Use the drop-down menus to determine whether these examples are injectors or leakages of money in the economy. 

The Correct Answer and Explanation is:

Here are the correct determinations for each example:

  • Government spending by the government sector: Injector
  • Investments made by the financial sector: Injector
  • Taxes collected by the government sector: Leakage
  • Savings by individuals outside a bank: Leakage
  • Exports purchased by the foreign sector: Injector

Explanation

In macroeconomics, the concepts of injectors and leakages describe the movement of money into or out of the circular flow of income. The circular flow model illustrates how money circulates between households and firms in an economy. Leakages are withdrawals from this flow, while injectors are additions to it.
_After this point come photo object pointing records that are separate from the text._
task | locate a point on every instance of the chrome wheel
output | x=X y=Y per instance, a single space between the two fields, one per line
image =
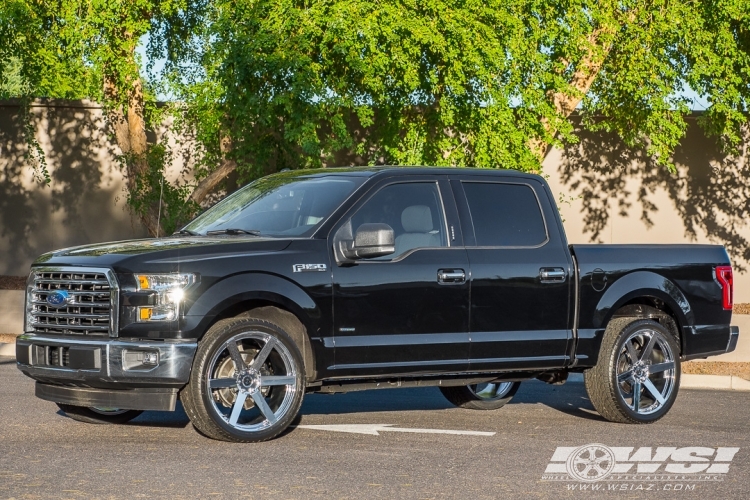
x=646 y=371
x=491 y=390
x=252 y=381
An injector, or injection, is any form of spending that adds money to the economy’s circular flow. This spending does not originate from household consumption. Government spending (G) is a primary example of an injector because the government uses tax revenue and borrowing to purchase goods and services, paying firms and workers and thus adding to the national income. Similarly, investments (I) by firms in new capital, like machinery or buildings, inject money into the flow by creating income for the producers of those capital goods. Lastly, exports (X) are a crucial injector. When a foreign entity buys domestically produced goods, money from abroad flows into the country, increasing the income of domestic producers.

Conversely, a leakage, or withdrawal, is money that is diverted out of the circular flow, reducing the amount available for immediate spending on domestic goods and services. Taxes (T) are a leakage because they represent money taken from households and firms by the government, which reduces their disposable income and ability to spend. Savings (S) are another major leakage. When individuals save a portion of their income rather than spending it, that money is removed from the active spending stream. This is true whether the savings are in a bank or held as cash. While savings in a bank can be loaned out to become investment (an injection), the initial act of saving is itself a leakage from consumption.